INVESTIGATING THE IMPACT OF ROADWAY GEOMETRY, SPEED DISTRIBUTION, AND WEATHER CONDITION ON ROADWAY DAILY CRASH OCCURRENCE AND SEVERITY BY USING MACHINE LEARNING METHODS
Abstract
Conventional traffic crash analysis methods often use highly aggregated data, making it difficult to understand the effects of many time-varying factors on crash occurrence. Although studies have used data with small aggregation intervals, they typically analyze the effect of a single factor on crash occurrence. In this study, the collaborative effect of roadway geometry, speed distribution, and weather conditions on crash occurrence and severity is investigated using an interpretable or explainable machine learning method XGBoost (eXtreme Gradient Boosting) on daily level crash data.
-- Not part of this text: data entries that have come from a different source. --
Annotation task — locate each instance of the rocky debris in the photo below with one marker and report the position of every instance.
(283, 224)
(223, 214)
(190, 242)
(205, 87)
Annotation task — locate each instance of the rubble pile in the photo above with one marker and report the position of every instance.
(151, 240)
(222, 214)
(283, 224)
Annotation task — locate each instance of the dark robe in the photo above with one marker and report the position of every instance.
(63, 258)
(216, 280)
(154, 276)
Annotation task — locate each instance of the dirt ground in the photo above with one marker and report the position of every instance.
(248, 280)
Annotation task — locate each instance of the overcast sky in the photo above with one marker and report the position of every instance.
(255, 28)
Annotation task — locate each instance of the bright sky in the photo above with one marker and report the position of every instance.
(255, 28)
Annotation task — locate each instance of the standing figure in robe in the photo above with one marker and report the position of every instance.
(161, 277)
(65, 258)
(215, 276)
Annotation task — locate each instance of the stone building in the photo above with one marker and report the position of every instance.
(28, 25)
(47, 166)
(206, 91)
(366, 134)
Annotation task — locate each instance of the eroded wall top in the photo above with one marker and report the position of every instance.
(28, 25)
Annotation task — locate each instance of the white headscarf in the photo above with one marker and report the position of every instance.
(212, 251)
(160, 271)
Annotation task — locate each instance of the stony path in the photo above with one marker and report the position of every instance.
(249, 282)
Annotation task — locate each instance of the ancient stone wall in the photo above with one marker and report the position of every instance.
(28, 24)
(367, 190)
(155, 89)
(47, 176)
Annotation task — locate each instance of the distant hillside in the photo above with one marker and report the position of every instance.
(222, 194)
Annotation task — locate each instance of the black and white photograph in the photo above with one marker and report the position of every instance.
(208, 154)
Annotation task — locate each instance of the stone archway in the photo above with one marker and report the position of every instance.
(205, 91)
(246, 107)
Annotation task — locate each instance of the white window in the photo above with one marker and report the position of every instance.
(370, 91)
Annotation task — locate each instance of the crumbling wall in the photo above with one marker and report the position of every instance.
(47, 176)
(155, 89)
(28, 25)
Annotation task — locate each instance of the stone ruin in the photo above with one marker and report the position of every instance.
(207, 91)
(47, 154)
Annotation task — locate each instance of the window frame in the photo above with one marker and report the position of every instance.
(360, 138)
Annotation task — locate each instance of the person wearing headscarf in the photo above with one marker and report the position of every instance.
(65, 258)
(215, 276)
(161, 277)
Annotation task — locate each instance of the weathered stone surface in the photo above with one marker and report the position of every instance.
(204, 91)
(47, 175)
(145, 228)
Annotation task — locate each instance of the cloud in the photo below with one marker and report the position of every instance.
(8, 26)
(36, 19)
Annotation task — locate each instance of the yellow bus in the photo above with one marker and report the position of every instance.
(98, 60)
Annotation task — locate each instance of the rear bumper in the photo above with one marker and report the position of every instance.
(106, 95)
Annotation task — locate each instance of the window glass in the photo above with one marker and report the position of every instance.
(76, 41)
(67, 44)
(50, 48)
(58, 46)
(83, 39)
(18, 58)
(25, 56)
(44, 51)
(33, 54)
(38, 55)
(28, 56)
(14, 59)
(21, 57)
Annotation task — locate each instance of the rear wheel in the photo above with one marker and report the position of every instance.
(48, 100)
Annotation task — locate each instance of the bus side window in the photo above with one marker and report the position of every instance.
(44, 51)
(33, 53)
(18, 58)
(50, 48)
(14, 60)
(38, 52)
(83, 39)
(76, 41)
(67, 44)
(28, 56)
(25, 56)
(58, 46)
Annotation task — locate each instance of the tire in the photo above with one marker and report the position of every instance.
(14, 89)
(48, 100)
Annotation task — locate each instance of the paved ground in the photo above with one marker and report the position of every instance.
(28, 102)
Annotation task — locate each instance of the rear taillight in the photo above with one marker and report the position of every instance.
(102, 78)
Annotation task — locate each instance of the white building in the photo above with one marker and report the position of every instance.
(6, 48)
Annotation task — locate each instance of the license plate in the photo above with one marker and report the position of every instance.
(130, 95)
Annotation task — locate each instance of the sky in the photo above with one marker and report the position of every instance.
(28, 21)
The data are collected from four different sources on roadways in Texas. Three roadway facility types are considered in this study: (1) Rural Interstate; (2) Rural Two-Lane; (3) Rural Multilane. In the feature selection process, the Pearson correlation coefficient is applied to remove highly correlated variables. The study then uses the synthetic minority over-sampling technique (SMOTE) method to mitigate the data imbalance issue. The XGBoost model is trained twice: first on data with all crash severity levels, and then only on data with fatal and severe injury crash levels. Finally, the SHAP (SHapley Additive exPlanation) method is applied to investigate the contribution of all variables on the model’s output. The results show that on different roadways facility types the contributions of variables tend to be different, and moreover, the variables also contribute differently on crashes with different severity levels.
Citation
Wei, Zihang (2021). INVESTIGATING THE IMPACT OF ROADWAY GEOMETRY, SPEED DISTRIBUTION, AND WEATHER CONDITION ON ROADWAY DAILY CRASH OCCURRENCE AND SEVERITY BY USING MACHINE LEARNING METHODS. Master's thesis, Texas A&M University. Available electronically from https : / /hdl .handle .net /1969 .1 /195342.